Tatsächlich haben Ungelernte oder unzureichend Qualifizierte schlechte Chancen auf dem Arbeitsmarkt. Das ist seit Jahren bekannt. Insbesondere im Hartz-IV-Bezug stecken viele Menschen fest, die aufgrund fehlender Qualifikationen unvermittelbar sind. Doch hier will die SPD nicht ansetzen.
Zumal die Genossen nun jene Weiterbildungs- und Qualifikationsmaßnahmen wieder ausbauen wollen, die ihr damaliger Bundesarbeitsminister Olaf Scholz zwischen 2007 und 2009 gestrichen hatte. Ironie der Geschichte: Scholz sitzt noch heute im Parteivorstand und hat dort dem neuen Konzept zugestimmt.
Neben dem ALG Q gehört zum neuen Konzept auch die Ausweitung der sogenannten Rahmenfrist. So bezeichnet man den Zeitraum, in dem man jene 12 Monate gearbeitet haben muss, um ALG I beziehen zu können. Bislang musste man die 12 Monate innerhalb von zwei Jahren »absolvieren«. Laut Vorstandsbeschluss soll es künftig reichen, innerhalb von drei Jahren 10 Monate sozialversi- cherungspflichtig beschäftigt gewesen zu sein, um ALG I beantragen zu können. Damit, so schätzt Nahles, könne man 100 000 Menschen zusätzlich erreichen.

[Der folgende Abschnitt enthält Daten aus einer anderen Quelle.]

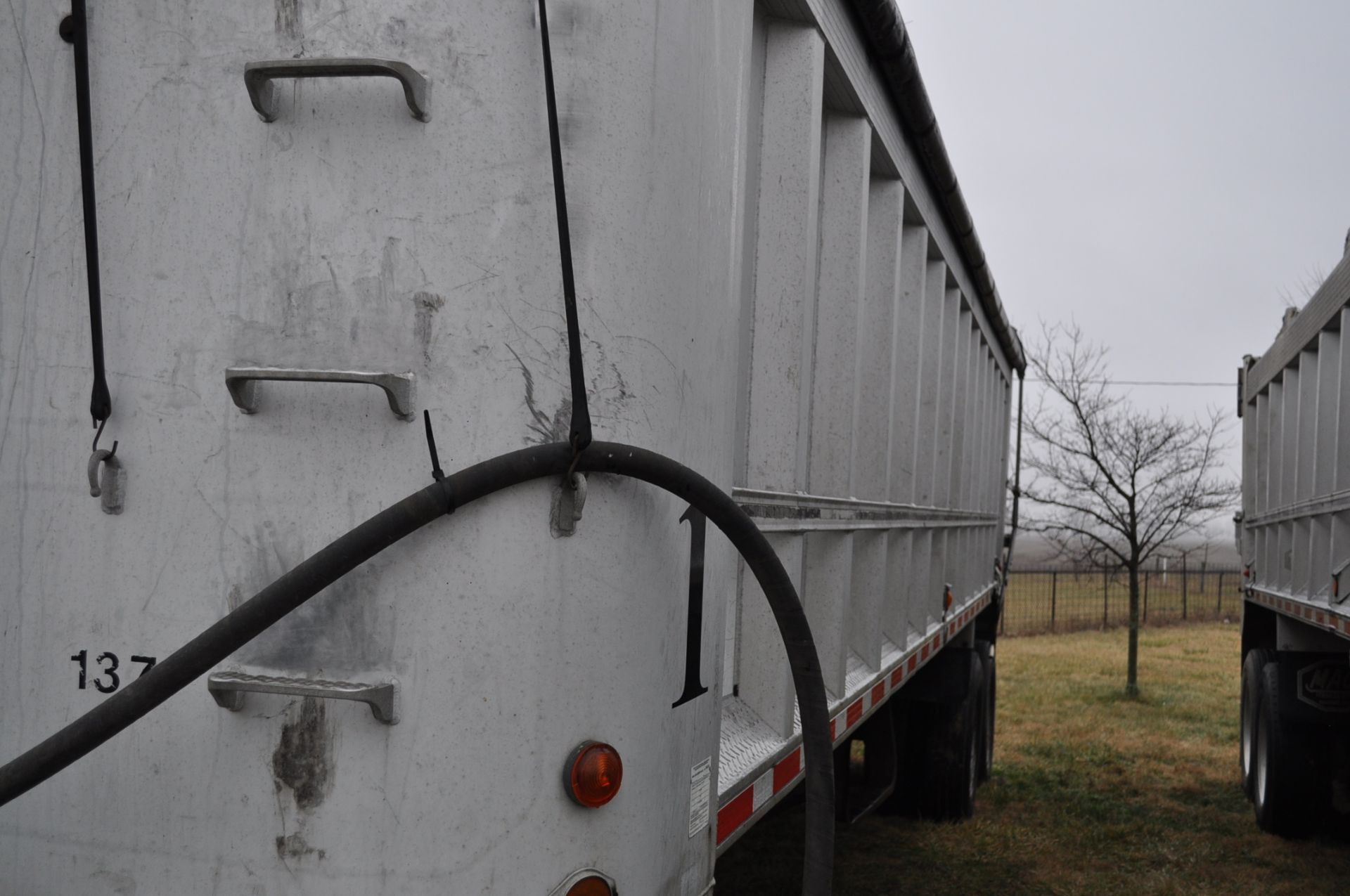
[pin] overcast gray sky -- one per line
(1160, 171)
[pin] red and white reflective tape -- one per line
(786, 772)
(1333, 623)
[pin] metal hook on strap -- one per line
(569, 502)
(105, 483)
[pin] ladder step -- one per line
(229, 690)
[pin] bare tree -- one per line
(1113, 485)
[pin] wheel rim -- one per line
(1261, 761)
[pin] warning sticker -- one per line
(700, 795)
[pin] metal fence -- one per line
(1050, 599)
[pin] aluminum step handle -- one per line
(259, 76)
(242, 384)
(229, 690)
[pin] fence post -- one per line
(1145, 598)
(1055, 587)
(1106, 590)
(1183, 587)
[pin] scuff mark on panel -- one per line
(425, 305)
(303, 760)
(543, 428)
(289, 20)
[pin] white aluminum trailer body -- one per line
(771, 294)
(1294, 533)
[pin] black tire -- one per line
(1282, 767)
(989, 702)
(1252, 665)
(911, 721)
(946, 793)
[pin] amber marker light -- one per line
(591, 779)
(591, 885)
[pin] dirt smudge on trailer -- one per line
(303, 760)
(296, 846)
(345, 629)
(425, 305)
(290, 23)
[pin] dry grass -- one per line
(1040, 602)
(1091, 793)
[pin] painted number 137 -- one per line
(105, 679)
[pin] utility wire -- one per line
(1144, 382)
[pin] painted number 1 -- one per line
(694, 633)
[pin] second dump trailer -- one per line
(316, 223)
(1294, 533)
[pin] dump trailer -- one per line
(527, 443)
(1294, 533)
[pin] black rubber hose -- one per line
(342, 557)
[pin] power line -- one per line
(1144, 382)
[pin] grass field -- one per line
(1091, 793)
(1040, 601)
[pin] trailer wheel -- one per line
(989, 699)
(1282, 764)
(1252, 667)
(951, 767)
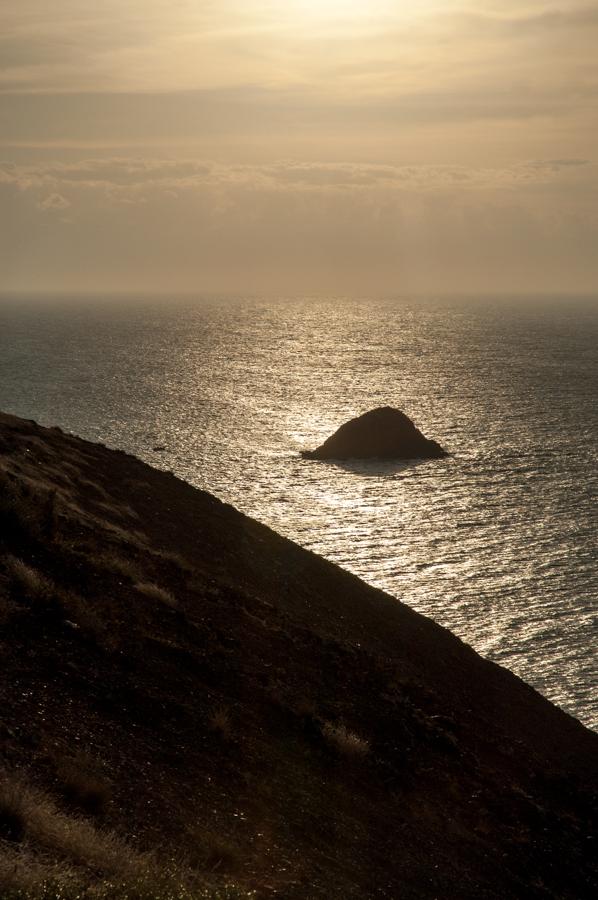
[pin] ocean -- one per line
(496, 542)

Das Konzept sieht zudem eine Verdoppelung des Schonvermögens für Hartz-IV-Bezieher vor. Zu diesem Schonvermögen, das Langzeitarbeitslose behalten dürfen und dessen Höhe sich nach dem Alter der Betroffenen richtet, zählen aber nicht nur Beträge auf dem Sparbuch, sondern auch Bausparverträge, Aktien und Lebensversicherungen. Pro Lebensjahr sollen Langzeitarbeitslose demnach 300 Euro statt wie bisher 150 Euro geltend machen können. Das SPD-Konzept ist preiswert: Etwa 400 Millionen pro Jahr soll der Ausbau der Qualifikationsmaßnahmen kosten, rund 600 Millionen die Ausweitung der Rahmenfrist, rechnete Nahles vor.

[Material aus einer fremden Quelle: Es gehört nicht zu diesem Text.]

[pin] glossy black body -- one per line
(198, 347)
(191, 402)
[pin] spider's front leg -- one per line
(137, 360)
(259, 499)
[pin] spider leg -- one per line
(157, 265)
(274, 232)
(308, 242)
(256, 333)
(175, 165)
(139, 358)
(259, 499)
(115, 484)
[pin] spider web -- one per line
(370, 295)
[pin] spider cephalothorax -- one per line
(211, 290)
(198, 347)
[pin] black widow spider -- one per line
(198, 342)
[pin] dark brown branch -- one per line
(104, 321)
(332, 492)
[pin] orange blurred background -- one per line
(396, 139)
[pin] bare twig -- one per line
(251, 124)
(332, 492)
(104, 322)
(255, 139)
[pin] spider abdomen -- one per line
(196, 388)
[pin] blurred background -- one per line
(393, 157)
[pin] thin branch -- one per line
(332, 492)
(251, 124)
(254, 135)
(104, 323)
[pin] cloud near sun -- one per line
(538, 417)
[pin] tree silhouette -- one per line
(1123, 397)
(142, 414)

Lob kam am Montag von Arbeitgeber-Präsident Ingo Kramer: »Für die Arbeitgeber ist die Weiterbildung im ureigenen Interesse«. Grundlage müssten aber »immer die betrieblichen Erfordernisse und keine abstrakten Rechtsansprüche sein«.
Das Arbeitslosengeld Q entpuppt sich als Etikettenschwindel: Es ist de facto nichts anderes als ALG I. Oder wie es in einer Pressemitteilung des SPD-Vorstandes am Montag hieß: »Der Bezug des ALG Q wird nicht auf einen Anspruch auf Arbeitslosengeld angerechnet, die Höhe entspricht dem ALG«.